Before her scorn the chant died away in a gasp!
"The thing you've got to think about," she went on, "isn't Tillotson or O-liver Lee. It's Tinkersfield. You want an honest man. And O-liver Lee's honest. He doesn't want your money. He's got enough of his own. His father's the richest man in his part of the state and his wife's a movie actress and makes as much as the President. It sounds like a fairy tale, but it isn't. If O-liver Lee wanted to live on his father or his wife he could hold out his hand and let things drop into it. But he'd rather earn fifteen dollars a week and own his soul. And he isn't a hypocrite. His friends knew about his marriage. Tommy Drew knew, and I knew. And there wasn't any particular reason why he should tell the rest of you, was there? There wasn't any particular reason why he should tell Tillotson?"
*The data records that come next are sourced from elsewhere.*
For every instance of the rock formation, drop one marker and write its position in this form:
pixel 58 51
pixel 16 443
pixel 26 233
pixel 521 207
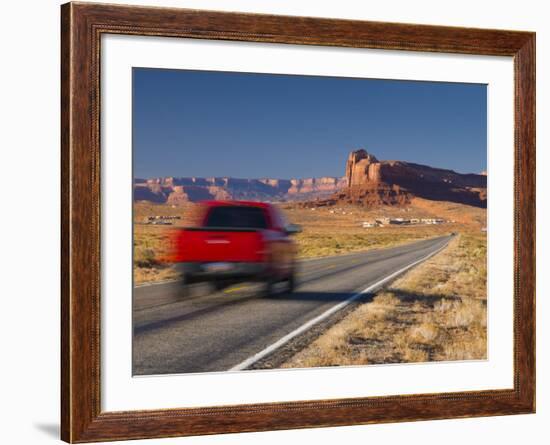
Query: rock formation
pixel 367 182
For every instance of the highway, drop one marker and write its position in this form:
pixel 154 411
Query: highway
pixel 234 328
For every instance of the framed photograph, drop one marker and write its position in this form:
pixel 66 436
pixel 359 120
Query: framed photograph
pixel 275 222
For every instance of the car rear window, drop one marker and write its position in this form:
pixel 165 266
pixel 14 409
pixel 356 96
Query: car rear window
pixel 236 217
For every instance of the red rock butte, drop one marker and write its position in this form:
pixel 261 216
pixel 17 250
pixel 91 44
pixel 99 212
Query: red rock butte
pixel 372 182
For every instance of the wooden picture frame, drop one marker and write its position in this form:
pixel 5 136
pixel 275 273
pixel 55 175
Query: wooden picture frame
pixel 82 25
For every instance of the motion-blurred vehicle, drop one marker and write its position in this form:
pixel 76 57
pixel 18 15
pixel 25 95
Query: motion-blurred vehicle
pixel 236 241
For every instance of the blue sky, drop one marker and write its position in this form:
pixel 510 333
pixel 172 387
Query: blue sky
pixel 203 123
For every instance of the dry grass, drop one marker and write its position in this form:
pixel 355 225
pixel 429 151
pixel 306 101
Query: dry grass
pixel 435 312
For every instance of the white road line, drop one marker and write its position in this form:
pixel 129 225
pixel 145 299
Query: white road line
pixel 256 357
pixel 301 260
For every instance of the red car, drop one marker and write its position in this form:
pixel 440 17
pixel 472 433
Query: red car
pixel 235 241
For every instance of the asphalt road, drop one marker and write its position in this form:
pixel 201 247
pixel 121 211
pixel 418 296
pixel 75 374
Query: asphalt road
pixel 207 332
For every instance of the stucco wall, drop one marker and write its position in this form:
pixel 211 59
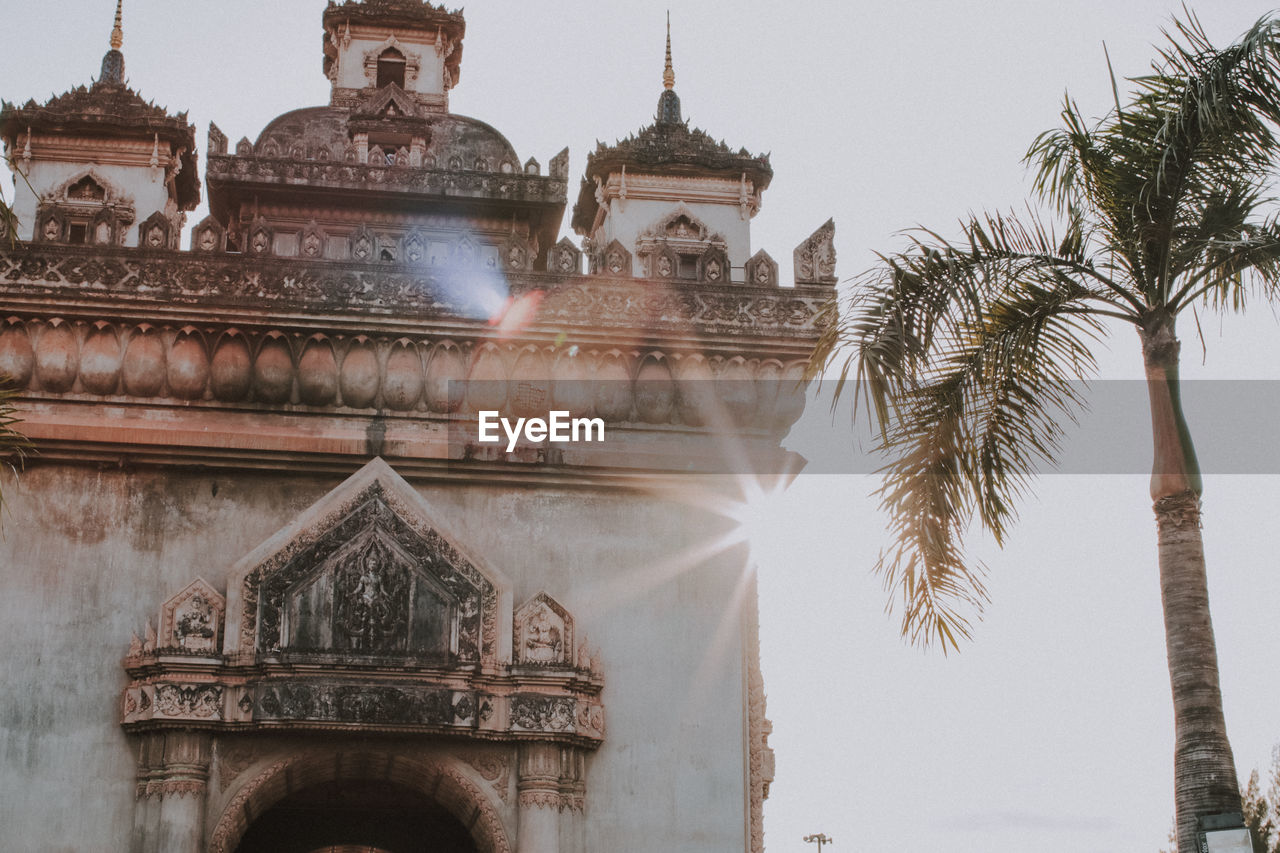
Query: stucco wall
pixel 90 555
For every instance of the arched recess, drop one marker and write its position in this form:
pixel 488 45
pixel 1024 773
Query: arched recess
pixel 442 781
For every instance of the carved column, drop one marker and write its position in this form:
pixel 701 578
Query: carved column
pixel 539 798
pixel 146 810
pixel 572 785
pixel 172 785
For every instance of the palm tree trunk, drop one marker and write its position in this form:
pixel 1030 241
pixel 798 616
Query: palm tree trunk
pixel 1205 780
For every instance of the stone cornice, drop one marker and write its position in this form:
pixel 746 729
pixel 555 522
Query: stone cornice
pixel 228 170
pixel 197 286
pixel 158 357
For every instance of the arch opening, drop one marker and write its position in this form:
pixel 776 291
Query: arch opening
pixel 357 816
pixel 391 68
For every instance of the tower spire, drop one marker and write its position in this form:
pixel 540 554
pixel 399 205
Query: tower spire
pixel 118 31
pixel 113 63
pixel 668 103
pixel 668 73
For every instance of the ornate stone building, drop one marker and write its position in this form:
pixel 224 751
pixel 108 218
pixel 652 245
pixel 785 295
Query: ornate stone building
pixel 266 589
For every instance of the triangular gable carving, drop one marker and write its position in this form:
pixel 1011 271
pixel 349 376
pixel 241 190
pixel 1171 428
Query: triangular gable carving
pixel 366 570
pixel 543 633
pixel 762 269
pixel 814 260
pixel 565 258
pixel 192 620
pixel 389 101
pixel 110 194
pixel 412 60
pixel 155 232
pixel 680 224
pixel 616 260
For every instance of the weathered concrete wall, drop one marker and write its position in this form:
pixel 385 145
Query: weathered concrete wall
pixel 90 555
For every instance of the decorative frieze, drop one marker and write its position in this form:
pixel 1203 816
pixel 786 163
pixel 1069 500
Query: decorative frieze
pixel 456 178
pixel 544 633
pixel 201 279
pixel 277 370
pixel 816 258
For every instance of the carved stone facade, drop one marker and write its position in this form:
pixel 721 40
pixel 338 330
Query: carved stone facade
pixel 259 471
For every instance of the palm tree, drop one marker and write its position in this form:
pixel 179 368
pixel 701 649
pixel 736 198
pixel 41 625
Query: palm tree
pixel 970 354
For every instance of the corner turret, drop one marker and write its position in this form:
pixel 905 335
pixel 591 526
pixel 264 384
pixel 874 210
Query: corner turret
pixel 101 165
pixel 671 201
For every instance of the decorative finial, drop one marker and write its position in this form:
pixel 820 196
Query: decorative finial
pixel 668 74
pixel 118 31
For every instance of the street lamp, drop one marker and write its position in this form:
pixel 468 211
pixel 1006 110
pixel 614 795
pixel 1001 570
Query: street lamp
pixel 819 839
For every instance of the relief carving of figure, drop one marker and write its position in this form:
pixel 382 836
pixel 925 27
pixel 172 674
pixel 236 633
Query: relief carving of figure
pixel 543 641
pixel 311 245
pixel 615 261
pixel 193 628
pixel 371 601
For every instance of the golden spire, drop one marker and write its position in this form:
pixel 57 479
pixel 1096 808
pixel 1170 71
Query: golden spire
pixel 668 74
pixel 117 31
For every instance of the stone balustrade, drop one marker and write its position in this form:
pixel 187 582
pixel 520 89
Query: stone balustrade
pixel 428 375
A murmur of laughter followed her questions. There was a feeling in the crowd that the joke was on Tillotson.
"I wonder how many of you have told your pasts to Tinkersfield! How many of you have made Tillotson your father confessor?
"As for me"—her head was high—"I sell sandwiches. I am very busy. I hardly have time to think. But when I do think it is of something besides village gossip."
She grew suddenly earnest; leaned down to them. "You haven't time to think of it either," she told them; "have you, men of Tinkersfield?"
Her appeal was direct, and the answer came back to her in a roar from the men who knew courage when they saw it; who knew, indeed, innocence!
"No!"
And it was that "No" which beat Tillotson.
"The way she put it over," Atwood exulted afterward, "to a packed crowd like this!"